In reality, cultures are of course not hermetically-sealed entities. At any time, people carry with them a multitude of cultural tendencies which undergo continuous development. And in the light of on-going experiences, beliefs are revised, priorities are shifted, and inclinations are altered. Furthermore, these adaptations do not follow any single path. People reflect on their experiences, experiment with options, and learn new ways of thinking. In truth, rarely, if ever, do people of the same city, religion, country, or broadly the same skin tone, possess exactly the same interpretations of what their apparent cultural inheritance means.

So instead of allowing the world to be presented as composing of a series of self-contained cultures, each binding its exclusive ‘members’ to a uniform set of detailed beliefs and practices, we should teach everyone that what exists is a vast number of overlapping cultures – each offering a mix of notions that people associated with it interprets in their own ways, and all of them contributing elements which over time are combined or reconfigured in diverse manners.

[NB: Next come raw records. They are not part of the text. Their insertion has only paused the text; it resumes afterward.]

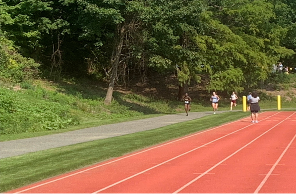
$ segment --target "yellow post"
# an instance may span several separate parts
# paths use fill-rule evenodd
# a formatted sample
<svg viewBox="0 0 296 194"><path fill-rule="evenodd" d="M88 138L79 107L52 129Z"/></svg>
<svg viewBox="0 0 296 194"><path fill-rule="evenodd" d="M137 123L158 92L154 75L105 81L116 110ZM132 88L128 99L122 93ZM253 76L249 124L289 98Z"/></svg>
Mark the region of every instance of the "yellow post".
<svg viewBox="0 0 296 194"><path fill-rule="evenodd" d="M243 97L242 97L242 110L244 112L246 112L246 97L245 96L244 96Z"/></svg>
<svg viewBox="0 0 296 194"><path fill-rule="evenodd" d="M281 96L278 96L278 110L281 110L282 109L282 100Z"/></svg>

Cultures do not in fact divide us into watertight, internally homogenous camps. Whatever ethnic background, tradition, religion, geographical attachment, customs and loyalties, people may in some sense share, they will also have differences within those groups just as they will have similarities with other groups. Cultural development, except perhaps under the most fanatical totalitarian regimes, has never been about moulding people into identikit followers of a single set of prescribed doctrines. On the contrary, multiplicity of cultures enable us to compare, contrast, revise and enrich our beliefs and dispositions.

There is no absolute culture, superior to others in all places for all time. Such a concept has only been put forward to fool people into diversionary conflicts. Once the illusion of ‘Culture’ as battle encampment has been removed, people will see where the real threat to their wellbeing lies.


Woodman59 said...

This seems to go such a long way towards explaining how money has often been made available to cultural groups in order to help support their separate individualistic identity - while very little financial or other support is forthcoming for initiatives which focus on attempting to find common ground, and to achieve a level of informal integration.

Henry Benedict Tam said...

'Divide & rule' has very much been guiding policies to undermine community cohesion. Breaking down civic solidarity in the name of pseudo-cultural purity serves too well as a diversionary tool for plutocratic politicians & media tycoons.

Tony Dennis said...

This is an excellent piece of writing, as it underlines the point that cultures are processes, not 'things', and are therefore in a constant state of change and development. The idea of a monolithic, unchanging culture which is threatened by outsiders has been (and remains)a recurring theme of the political Right from the Nazis to UKIP and the Daily Mail, and as you say it is a prime way of keeping people divided.

Annie said...

Arent you making it as simple as the opposite side tries to make it? As extreme?

Accepting other peoples intolerances in order to seem tolerant creates a lot of problems. You can say this, culture changes, bla bla, but look at countries like Sweden, so tolerant its falling all over itself explaining why pedophilia deserves our respect, why necrophilia should be legal, (not relating to culture, but as stupid) and see how gang rape is being covered up by the media (and a lot more than once) to make sure no one becomes racist. as in. throwing women under the bus in order to seem all accepting. isnt That what comes with your whole no culture is above another? thats what im seeing.